Table 1 concrete structure of each network

Compared with the method based on ROI and image blocks, the method of the invention has the advantages that: not only the characteristic extraction of local lesion areas is considered, but also the overall structure characteristic of the whole image is combined, so that the classification capability is further improved; in addition, compared with the CNN method based on the full graph, the method of the invention has the advantages that: the invention adopts an attention mechanism, so that the network focuses more on extracting local features and global information is not lost; in addition, in the invention, the attention block is used from a shallow layer to a deep layer and is always related to a classification region, while a general spatial attention network generally generates an attention map from the network itself, and due to the disappearance of the gradient, the shallow generated attention map cannot directly coincide with a disease-related region, which can hinder the work of the general attention network. Therefore, the method not only can locate the region related to classification, but also has excellent classification performance.

Claims

1. A MRI image classification method based on a task-driven hierarchical attention network is characterized by comprising the following steps:

the constructed information sub-network comprises an information extraction network and an image block classification network, wherein the information extraction network is used for classification, a convolution layer with a convolution kernel of 1 x 1 replaces a 3D CNN of a global average pooling layer and a full connection layer, and an information graph with the channel number of 1 is output through the information extraction network; the image block classification network is 3D CNN for classification;

the specific process of the information subnetwork training is as follows:

step 3-1, initializing network parameters in an information extraction network and an image block classification network;

3-2, randomly selecting R MRI images in the training set, and inputting the selected R MRI images into an initialized information extraction network to obtain an information graph with the number of channels being 1 corresponding to each MRI image, wherein R is a positive integer;

3-5, calculating a total loss function L, and reversely updating network parameters in the initialized information extraction network and the initialized image block classification network according to the total loss function L to respectively obtain an updated information extraction network and an image block classification network, so as to obtain an information subnetwork after one training;

L＝L_p-cls+L_cal

wherein L is_p-clsIn order to be a function of the first loss,

y_r,k,jis an indicator variable, y_r,k,jWhen the jth category of the kth image block selected from the r-th MRI image is the same as the category of the MRI image, y is 0 or 1_r,k,jIf not, then y_r,k,j＝0；c_r,k,jThe classification probability of the kth image block selected from the r MRI images belonging to the jth category; n is the total number of categories; l is_calIn order to be a function of the second loss,

f '═ M' < '> F, wherein M' ═ TI (M)

2. The MRI image classification method according to claim 1, characterized in that: the information map extraction network constructed in the step 3 is a 3D ResNet18 with global average pooling and full connection layers removed, and a convolution layer with three layers of convolution kernels 1 × 1 is added, and the constructed image block classification network is a 3D ResNet 10.

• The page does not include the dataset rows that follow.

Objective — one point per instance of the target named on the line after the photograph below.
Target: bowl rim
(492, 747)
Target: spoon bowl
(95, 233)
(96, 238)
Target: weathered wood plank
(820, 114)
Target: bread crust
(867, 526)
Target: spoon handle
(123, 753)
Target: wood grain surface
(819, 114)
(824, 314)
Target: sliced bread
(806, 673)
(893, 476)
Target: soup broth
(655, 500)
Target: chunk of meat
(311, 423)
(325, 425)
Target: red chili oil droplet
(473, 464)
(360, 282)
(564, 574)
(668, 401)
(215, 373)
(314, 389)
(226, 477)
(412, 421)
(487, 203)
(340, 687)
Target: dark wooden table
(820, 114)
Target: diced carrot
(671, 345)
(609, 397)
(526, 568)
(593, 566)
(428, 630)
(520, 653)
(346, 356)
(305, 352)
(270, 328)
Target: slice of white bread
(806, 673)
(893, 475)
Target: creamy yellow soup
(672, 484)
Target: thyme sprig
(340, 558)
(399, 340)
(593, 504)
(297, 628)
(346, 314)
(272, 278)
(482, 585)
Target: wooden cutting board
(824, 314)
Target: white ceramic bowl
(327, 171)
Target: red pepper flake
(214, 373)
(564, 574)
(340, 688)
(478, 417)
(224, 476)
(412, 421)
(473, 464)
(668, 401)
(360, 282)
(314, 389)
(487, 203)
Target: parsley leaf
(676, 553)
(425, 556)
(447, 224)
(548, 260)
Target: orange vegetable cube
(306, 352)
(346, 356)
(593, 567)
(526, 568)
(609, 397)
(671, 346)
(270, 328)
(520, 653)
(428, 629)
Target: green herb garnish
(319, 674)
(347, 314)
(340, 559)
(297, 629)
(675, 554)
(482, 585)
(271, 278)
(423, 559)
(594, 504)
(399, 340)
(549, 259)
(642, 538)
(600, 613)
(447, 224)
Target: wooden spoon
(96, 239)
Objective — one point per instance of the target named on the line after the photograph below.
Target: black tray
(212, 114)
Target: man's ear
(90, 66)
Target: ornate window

3. The MRI image classification method according to claim 1, characterized in that: the method for calculating the confidence of each image block in the step 3-4 comprises the following steps: and respectively carrying out one-hot coding on each category to which each image block belongs, and taking the classification probability corresponding to the category coded as 1 as the confidence coefficient of the image block.

4. The MRI image classification method according to claim 1, characterized in that: the hierarchical attention subnetwork constructed in the step 5 is a network with 3D ResNet34 as a backbone.